The other ridiculous posts are people complaining about various shops shutting, the fact that no one used the butchers and hairdressers tells you all you need to know.

MyOtherNameToday · 08/10/2023 10:43

Spinnymop · 08/10/2023 10:07

It does make me laugh when I hear people complaining about the seagulls

My neighbour knocked on my door to tell me there were seagulls in my garden and they were scaring her cat.

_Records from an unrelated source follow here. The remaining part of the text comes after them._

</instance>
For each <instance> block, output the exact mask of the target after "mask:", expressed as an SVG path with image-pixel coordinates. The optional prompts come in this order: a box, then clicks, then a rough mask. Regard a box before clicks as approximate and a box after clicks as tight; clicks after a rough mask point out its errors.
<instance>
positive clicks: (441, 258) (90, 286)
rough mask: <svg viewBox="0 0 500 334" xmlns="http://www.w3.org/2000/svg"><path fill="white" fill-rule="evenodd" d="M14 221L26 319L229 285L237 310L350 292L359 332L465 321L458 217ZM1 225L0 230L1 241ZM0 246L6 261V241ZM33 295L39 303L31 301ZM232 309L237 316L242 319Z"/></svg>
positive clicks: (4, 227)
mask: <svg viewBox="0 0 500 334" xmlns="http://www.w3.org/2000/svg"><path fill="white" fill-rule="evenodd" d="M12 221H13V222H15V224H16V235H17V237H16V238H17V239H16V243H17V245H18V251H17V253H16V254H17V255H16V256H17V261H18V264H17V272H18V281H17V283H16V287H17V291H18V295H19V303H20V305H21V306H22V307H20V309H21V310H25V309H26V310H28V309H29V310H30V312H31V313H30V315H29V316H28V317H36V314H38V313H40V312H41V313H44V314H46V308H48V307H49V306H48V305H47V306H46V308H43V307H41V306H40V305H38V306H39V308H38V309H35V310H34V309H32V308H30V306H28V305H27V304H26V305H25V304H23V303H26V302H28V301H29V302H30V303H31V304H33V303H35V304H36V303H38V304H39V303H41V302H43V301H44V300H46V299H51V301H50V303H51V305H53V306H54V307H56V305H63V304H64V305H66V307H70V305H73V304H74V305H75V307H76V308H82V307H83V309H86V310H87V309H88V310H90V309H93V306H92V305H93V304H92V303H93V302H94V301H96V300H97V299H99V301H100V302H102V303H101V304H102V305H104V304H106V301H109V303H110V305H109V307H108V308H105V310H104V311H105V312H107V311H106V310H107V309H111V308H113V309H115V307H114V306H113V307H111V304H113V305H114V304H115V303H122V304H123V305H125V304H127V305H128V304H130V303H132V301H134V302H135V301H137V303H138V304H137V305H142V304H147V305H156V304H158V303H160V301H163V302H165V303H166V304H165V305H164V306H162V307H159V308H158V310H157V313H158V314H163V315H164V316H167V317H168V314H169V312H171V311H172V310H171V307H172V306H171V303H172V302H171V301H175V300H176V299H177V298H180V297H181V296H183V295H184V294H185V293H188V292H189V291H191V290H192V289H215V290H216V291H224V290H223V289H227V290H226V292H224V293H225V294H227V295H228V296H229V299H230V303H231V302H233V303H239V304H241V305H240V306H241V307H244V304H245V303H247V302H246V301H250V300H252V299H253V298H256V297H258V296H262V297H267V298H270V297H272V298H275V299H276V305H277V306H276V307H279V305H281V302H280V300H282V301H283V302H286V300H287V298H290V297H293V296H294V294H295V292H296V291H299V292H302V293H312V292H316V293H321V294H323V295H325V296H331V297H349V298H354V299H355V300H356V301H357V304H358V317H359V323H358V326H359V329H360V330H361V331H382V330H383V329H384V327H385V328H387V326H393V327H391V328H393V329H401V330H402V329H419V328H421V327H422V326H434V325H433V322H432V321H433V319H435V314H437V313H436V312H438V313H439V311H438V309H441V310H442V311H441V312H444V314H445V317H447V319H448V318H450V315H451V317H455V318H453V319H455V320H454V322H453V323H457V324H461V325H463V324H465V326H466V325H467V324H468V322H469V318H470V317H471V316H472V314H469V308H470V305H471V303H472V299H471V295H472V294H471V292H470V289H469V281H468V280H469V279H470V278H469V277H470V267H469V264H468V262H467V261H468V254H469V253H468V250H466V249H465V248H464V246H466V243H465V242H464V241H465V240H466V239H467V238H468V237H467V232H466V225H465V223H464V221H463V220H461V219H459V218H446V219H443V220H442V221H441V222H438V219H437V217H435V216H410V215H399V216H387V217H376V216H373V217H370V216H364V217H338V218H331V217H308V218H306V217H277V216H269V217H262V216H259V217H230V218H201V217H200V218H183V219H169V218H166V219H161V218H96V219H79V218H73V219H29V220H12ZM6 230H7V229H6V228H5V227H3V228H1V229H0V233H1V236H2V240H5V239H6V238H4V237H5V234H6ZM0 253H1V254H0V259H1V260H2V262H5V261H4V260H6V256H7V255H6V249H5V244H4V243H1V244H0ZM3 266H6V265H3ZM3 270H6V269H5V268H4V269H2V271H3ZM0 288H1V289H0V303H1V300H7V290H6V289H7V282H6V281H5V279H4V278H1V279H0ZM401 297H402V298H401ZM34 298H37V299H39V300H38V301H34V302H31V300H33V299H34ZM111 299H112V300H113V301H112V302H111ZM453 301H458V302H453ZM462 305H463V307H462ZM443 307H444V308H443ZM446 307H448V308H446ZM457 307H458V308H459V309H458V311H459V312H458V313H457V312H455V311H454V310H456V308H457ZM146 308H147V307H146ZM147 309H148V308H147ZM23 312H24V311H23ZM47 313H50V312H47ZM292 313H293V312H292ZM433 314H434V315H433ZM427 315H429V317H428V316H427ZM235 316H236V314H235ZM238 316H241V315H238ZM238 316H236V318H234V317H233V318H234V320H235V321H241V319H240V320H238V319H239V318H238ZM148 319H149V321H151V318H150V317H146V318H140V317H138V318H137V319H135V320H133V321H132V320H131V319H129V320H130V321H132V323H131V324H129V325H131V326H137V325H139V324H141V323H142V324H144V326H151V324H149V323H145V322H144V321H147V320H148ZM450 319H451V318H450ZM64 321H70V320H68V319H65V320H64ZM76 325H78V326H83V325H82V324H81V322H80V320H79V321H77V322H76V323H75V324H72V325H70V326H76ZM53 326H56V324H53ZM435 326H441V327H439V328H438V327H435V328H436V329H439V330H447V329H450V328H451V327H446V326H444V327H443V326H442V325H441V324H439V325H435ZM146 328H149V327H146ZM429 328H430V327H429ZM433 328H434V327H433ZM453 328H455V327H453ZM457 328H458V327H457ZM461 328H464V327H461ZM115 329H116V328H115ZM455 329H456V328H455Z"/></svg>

Wtf was I supposed to do, go out and wrestle them?

😂 That's such a great image!

GETTINGLIKEMYMOTHER · 08/10/2023 10:43

Eastofe · 08/10/2023 10:26

My sister lives near to a farm, and got an note put through her door asking if she could move her cows (they are not hers) to a different field as they kept staring at the note writers children and it was giving them nightmares.

@Eastofe, hard to choose, but I think yours wins!

AlexaCanYouHearMe · 08/10/2023 10:45

Eastofe · 08/10/2023 10:26

My sister lives near to a farm, and got an note put through her door asking if she could move her cows (they are not hers) to a different field as they kept staring at the note writers children and it was giving them nightmares.

😂Oh my days!

Ginmonkeyagain · 08/10/2023 10:45

@Suckingalemon exactly that! I have no idea why peoppe think rural life is quiet. I am sitting here in my flat in zone 3 London with my back door open and the only thing I can hear is the parakeets and the distant noise of the odd train.

If I was at my dads (on a farm in a small village) I would hear - cows and sheep, dogs barking, several tractors, chickens, traffic from the bypass near by, helicopter overhead (he is near the seaso the coastguard heliocopter can go over head). Farms are factories.